I have wrestled with this myself. I do not like to omit difficult passages. I believe Torah is meant to be heard and grappled with, studied and debated. It is not meant to comfort us—and that, too, is part of its power. We cannot fulfill Rabbi ben Bag Bag’s challenge—“Turn it and turn it, for everything is in it” (Avot 5:26)—if we discard the pieces we find uncomfortable.
So how do we respond to texts in Torah that disturb us?
We have several options:
We can accept them unquestioningly—believing the Torah is perfect, and if something feels wrong, the problem lies with us.
We can avoid them—choosing not to read them aloud.
We can explain them away—treating them as reflections of an ancient world, like the law in Deuteronomy 22 regarding the rebellious child, a text so extreme that later rabbinic tradition rendered it essentially impossible to carry out.
We can omit them entirely—creating a sanitized Torah, stripped of its most difficult passages.
We can dismiss them—treating Torah as literature rather than sacred text, because some of its ideas conflict with modern values.

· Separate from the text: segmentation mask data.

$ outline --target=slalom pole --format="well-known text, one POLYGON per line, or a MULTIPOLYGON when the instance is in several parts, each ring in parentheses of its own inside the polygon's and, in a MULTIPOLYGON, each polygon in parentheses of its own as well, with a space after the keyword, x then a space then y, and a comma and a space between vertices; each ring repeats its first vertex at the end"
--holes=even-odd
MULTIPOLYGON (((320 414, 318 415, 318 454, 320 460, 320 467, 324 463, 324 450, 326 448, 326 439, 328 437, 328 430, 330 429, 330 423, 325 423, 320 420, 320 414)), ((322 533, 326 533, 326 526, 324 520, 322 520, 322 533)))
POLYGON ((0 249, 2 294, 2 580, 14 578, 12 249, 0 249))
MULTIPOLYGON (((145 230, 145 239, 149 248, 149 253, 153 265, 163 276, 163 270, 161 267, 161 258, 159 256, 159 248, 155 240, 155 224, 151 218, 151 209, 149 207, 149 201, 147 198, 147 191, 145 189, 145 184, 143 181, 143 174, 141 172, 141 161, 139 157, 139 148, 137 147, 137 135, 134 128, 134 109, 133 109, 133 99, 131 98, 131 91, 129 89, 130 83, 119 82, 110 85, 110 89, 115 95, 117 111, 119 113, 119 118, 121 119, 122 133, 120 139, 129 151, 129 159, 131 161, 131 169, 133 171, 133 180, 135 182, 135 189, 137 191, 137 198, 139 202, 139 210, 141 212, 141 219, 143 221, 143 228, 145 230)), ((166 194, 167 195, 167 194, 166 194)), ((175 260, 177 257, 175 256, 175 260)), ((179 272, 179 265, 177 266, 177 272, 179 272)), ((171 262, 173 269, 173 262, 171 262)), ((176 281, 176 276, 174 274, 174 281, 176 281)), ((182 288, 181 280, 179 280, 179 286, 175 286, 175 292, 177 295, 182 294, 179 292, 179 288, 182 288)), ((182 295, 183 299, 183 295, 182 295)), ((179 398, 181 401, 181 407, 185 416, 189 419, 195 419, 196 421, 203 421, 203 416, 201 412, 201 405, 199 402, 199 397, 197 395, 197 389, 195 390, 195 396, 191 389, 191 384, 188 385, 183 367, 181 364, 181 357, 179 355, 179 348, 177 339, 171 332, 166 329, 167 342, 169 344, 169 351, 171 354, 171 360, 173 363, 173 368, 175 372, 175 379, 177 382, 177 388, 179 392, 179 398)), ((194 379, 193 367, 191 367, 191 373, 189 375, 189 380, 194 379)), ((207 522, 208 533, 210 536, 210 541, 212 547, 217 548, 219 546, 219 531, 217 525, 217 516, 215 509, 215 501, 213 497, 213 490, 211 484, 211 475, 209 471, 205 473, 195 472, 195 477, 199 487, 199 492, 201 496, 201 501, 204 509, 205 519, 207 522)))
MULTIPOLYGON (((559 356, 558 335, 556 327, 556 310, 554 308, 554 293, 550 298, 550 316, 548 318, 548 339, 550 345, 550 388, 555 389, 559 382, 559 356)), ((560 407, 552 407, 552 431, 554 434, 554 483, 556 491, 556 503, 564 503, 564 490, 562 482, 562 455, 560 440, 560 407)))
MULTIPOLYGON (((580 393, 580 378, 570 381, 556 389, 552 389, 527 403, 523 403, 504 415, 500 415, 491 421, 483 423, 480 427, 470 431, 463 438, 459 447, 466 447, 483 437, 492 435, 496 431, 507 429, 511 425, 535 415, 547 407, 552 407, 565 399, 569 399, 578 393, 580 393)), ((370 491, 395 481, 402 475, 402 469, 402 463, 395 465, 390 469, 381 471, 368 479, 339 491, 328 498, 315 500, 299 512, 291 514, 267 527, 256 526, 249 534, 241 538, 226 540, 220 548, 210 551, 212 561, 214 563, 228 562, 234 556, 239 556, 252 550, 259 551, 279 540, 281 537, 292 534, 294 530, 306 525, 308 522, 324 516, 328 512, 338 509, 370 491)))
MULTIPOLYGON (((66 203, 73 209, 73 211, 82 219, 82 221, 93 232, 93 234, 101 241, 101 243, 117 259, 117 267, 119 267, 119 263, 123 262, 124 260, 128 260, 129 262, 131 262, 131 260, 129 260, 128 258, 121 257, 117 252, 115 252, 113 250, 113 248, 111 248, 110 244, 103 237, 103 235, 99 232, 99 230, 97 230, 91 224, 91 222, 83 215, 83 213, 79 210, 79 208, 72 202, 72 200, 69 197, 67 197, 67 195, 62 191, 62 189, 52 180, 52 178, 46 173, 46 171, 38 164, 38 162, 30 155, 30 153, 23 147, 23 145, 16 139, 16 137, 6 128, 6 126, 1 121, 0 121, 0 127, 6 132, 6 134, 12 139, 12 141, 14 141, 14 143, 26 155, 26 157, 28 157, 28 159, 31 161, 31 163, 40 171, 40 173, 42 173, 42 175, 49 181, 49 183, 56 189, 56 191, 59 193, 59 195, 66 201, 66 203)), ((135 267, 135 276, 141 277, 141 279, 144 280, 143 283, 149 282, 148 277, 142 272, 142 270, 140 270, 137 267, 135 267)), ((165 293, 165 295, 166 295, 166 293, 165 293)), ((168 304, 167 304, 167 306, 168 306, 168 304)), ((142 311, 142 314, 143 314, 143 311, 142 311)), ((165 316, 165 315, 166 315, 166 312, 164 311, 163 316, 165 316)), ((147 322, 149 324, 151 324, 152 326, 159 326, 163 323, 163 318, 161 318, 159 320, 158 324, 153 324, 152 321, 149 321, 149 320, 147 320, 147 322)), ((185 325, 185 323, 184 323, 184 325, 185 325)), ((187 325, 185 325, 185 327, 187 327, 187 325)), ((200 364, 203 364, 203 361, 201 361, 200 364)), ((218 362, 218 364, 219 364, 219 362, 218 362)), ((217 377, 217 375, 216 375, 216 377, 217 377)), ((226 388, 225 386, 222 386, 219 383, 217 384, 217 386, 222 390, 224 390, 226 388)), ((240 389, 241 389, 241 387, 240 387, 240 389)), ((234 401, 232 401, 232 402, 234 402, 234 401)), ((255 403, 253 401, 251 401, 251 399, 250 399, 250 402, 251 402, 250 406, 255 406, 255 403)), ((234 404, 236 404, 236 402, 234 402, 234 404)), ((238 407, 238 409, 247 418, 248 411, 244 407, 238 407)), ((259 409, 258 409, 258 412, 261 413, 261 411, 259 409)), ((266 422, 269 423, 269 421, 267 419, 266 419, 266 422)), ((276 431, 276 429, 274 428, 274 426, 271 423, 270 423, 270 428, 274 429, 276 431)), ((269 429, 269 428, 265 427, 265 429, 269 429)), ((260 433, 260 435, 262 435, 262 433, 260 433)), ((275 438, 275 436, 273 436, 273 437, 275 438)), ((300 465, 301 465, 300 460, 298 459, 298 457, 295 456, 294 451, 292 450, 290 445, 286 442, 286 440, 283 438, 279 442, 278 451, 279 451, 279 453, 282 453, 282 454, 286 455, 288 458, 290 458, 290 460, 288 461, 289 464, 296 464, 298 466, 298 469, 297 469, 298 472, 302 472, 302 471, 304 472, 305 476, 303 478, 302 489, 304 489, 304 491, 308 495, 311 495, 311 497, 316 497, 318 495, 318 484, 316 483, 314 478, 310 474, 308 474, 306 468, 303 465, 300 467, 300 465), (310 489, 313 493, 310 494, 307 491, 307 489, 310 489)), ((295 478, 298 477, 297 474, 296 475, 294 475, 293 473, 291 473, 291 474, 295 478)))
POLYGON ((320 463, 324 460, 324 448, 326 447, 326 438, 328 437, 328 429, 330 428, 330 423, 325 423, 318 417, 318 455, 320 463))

Or we can engage with them.
We can read them. Share them. Argue with them. Throughout history, we have confronted misogyny, xenophobia, greed, and abuses of power. These texts do not hide those struggles—they expose them. And in doing so, they invite us to wrestle with the same questions in our own time.
This is how we affirm Torah as a living document.
Torah is not written to make us comfortable. It is a record of our people’s encounter with holiness—and the demands that encounter places upon us. It is a Tree of Life, not because it is simple or serene, but because it continues to grow with us, challenging us to transform even its hardest truths into paths of pleasantness and peace.
This is why we continue to read Torah. Why we interpret it. Why we sometimes argue with it—because our tradition demands moral engagement, not passive acceptance.
The alternative is a Torah that is nothing more than ink on a page—a Tree of Life that no longer lives.
So let us hear Torah in all its fullness. Let us turn it and turn it, from generation to generation. And may it lead us back to God:
Hashiveinu Adonai eilecha v’nashuvah, chaddeish yameinu k’kedem.
Return us to You, Adonai, and we shall return.